刘玉1，王建军1，陈立强1，王志1,2

作者信息 +

Cross coordinate system modelling method for a dual-rotor system with initial bending of its low-pressure rotor

LIU Yu1, WANG Jianjun1, CHEN Liqiang1, WANG Zhi1,2

Author information +

文章历史 +

摘要

针对航空发动机双转子系统中低压转子初始弯曲问题，考虑中介支点轴心位置偏移，提出一种跨坐标系的双转子系统建模方法，这种方法能够解决高低、压转子运动形式不同而不能在统一坐标系下建模的问题,进而可以较准确模拟中介支点轴心偏移对双转子系统动力学影响。基于高低压转子的耦合运动行为，分别在不同坐标系下建立高、低压转子有限元模型，通过Lagrange方程得到高、低压转子的运动微分方程。通过对中介轴承的内外环自由度坐标变换实现了高低压转子的跨坐标系自由度耦合。低压转子的初始弯曲将导致自身的质量偏心和角度偏置，这将引起对低压转子的附加离心载荷和附加陀螺力矩；由于中介支点轴心位置偏移，高压转子的运动微分方程中具有时变刚度和时变阻尼项，其附加的激励载荷也比较复杂；中介轴承由于连接不同坐标系通过坐标变换产生时变刚度。

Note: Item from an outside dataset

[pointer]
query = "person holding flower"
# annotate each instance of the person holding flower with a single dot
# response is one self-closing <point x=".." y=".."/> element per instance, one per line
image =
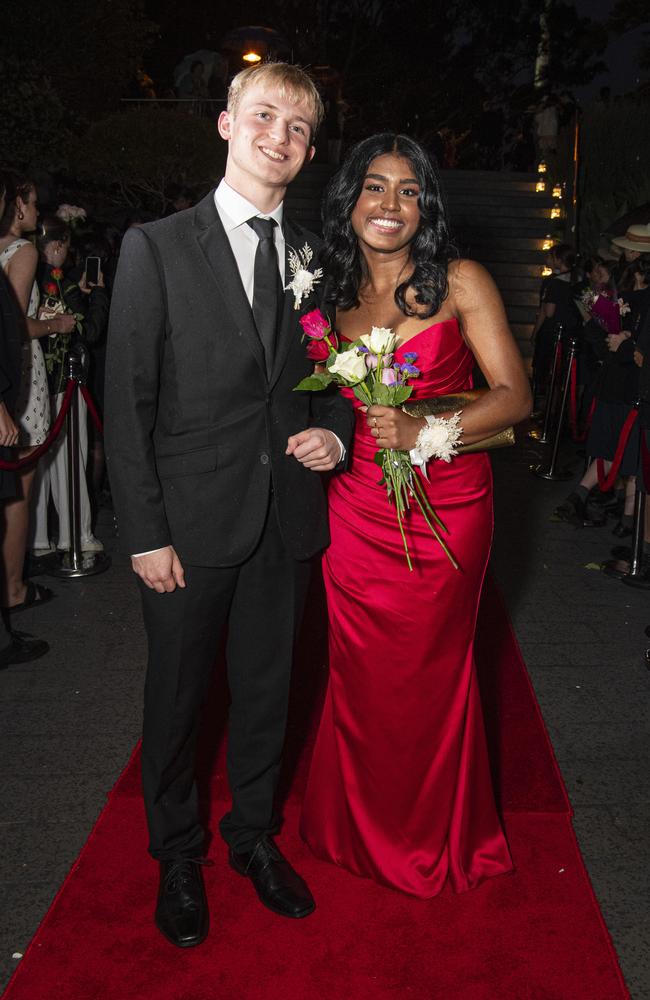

通过算例对该模型的稳态响应分析，并与传统模型进行了对比。结果表明：当接近低压转子激励临界转速时，该模型的响应幅值较传统模型明显增大。

Abstract

Aiming at the problem of initial bending of low-pressure rotor existing in a dual-rotor system of aero-engine, considering intermediate bearing offset, the cross coordinate system modeling method for a dual-rotor system was proposed.This method could solve the problem of different motion forms of high-pressure (HP) rotor and low-pressure (LP) one leading to their modeling being not able to be done in a unified coordinate system.Firstly, finite element models of HP and LP rotors were built in different coordinate systems based on their coupled motion behavior.Then, differential equations of motion for HP and LP rotors were obtained with Lagrange equation.The coordinate transformation of inner and outer rings’ DOFs of intermediate bearing was used to realize HP and LP rotors’ cross coordinate system DOF coupling.LP rotor’s initial bending caused its mass eccentricity and angle skewing to bring its additional centrifugal load and gyroscopic moment.Due to intermediate bearing’s position offset, HP rotor’s differential equations of motion had time-varying stiffness and time-varying damping terms, so its additional excitation load were more complex.Intermediate bearing connected different coordinate systems, so it produced time-varying stiffness after coordinate transformation.Finally, some computation examples were used to compare the proposed model’s steady state responses with those of the traditional one.The results showed that the response amplitude of the proposed model is obviously larger than that of the tradition one when LP rotor’s rotating speed is close to its critical speed.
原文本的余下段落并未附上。